Tabel 5 Resultaat: baten en lasten

 Nominaal x € 1 miljoen
 200120022003
Jaarresultaat1 012797725
Resultaat uit gewone bedrijfsuitoefening5562121
Verkoopwinst9521 2301 309
Onrendabele investeringen414519864
Bedrijfsopbrengsten10 66510 92411 183
Rentelasten4 5984 1733 724
Personeelslasten1 1011 2221 403
Waarvan sociale lasten??345
Lasten onderhoud2 3712 6172 633
Overige bedrijfslasten1 8432 1832 139

Het CFV zet vraagtekens bij dit gunstige beeld van de financiële ontwikkeling van de sector en plaatst de kanttekening dat de berichtgeving van woningcorporaties over vernieuwings- en herstructureringsactiviteiten verbeterd moet worden. Dit is overeenkomstig mijn eigen waarnemingen. Door het achterblijven van de aanpak c.q. het in onvoldoende mate opgeven door woningcorporaties van de voorgenomen productie, is de financiële ontwikkeling positiever dan deze naar verwachting zal (moeten) zijn.
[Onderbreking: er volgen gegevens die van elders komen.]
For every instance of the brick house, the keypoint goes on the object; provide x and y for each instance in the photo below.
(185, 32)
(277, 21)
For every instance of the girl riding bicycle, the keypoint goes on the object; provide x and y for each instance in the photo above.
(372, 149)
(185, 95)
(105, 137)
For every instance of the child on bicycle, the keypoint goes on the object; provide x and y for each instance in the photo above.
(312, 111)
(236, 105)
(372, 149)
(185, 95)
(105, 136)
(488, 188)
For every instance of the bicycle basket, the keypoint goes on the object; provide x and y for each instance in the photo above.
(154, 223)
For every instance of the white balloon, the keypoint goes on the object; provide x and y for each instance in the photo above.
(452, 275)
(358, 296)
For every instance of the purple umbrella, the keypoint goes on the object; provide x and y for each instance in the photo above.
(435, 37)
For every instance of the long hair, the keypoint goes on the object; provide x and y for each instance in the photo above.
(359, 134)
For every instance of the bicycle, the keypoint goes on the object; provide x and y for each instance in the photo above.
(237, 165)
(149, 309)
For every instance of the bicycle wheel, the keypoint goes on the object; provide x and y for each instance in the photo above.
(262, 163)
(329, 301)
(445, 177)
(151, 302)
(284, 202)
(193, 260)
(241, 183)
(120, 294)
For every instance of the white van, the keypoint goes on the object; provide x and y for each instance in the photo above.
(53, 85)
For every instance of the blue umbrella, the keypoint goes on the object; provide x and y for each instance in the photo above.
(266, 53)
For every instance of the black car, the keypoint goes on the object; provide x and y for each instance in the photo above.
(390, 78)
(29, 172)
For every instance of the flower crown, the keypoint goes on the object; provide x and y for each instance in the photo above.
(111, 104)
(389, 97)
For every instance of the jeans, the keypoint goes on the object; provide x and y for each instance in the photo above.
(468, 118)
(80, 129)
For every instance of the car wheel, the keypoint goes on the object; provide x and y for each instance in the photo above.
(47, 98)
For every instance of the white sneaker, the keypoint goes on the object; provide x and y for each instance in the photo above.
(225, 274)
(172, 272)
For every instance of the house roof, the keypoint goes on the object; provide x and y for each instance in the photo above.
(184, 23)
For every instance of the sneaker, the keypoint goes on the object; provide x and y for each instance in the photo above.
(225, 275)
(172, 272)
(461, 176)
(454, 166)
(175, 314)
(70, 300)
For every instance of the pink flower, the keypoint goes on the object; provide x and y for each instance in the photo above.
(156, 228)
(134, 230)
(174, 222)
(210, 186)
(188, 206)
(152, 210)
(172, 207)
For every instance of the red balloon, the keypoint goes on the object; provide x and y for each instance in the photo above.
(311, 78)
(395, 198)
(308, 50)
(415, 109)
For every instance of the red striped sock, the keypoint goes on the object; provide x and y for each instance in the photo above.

Het CFV stelt ook dat de aantallen aankopen en verkopen lager zijn dan in 2002 en de investeringen in woningverbetering fors zijn toegenomen. Op basis van deze constateringen acht het CFV het dringend gewenst dat door woningcorporaties een strategisch inzicht wordt ontwikkeld op de noodzakelijke vernieuwing van de vastgoedportefeuille op de lange termijn. De door het Fonds beoordeelde prognoseperiode is vijf jaar, terwijl de aanpak van de woningverbetering ook in de periode daarna fors moet worden opgevoerd. Een niet onbelangrijk aspect daarbij vormt het welslagen van de herhuisvesting.

Ik constateer dat slechts de verkopen tussen woningcorporaties drastisch afgenomen zijn en daarmee de geldstromen binnen de sector. Verkopen aan derden buiten de sector zijn juist toegenomen en de boekwinsten daarop zijn opgelopen naar € 1,3 miljard. Ook de nieuwbouw is toegenomen. De totale investeringen in onderhoud zijn afgenomen, de investeringen in verbetering zijn toegenomen. Ik constateer dan ook dat woningcorporaties bezig zijn met het creëren van fysieke ruimte en financiële ruimte om in de nabije toekomst relatief grote aantallen woningen te kunnen bouwen, zoals ook elders in deze brief blijkt. Ik deel de conclusie van het CFV dat woningcorporaties een strategisch inzicht moeten ontwikkelen en dit moeten vertalen naar hun planning op korte termijn en hun prognoses in de jaarstukken.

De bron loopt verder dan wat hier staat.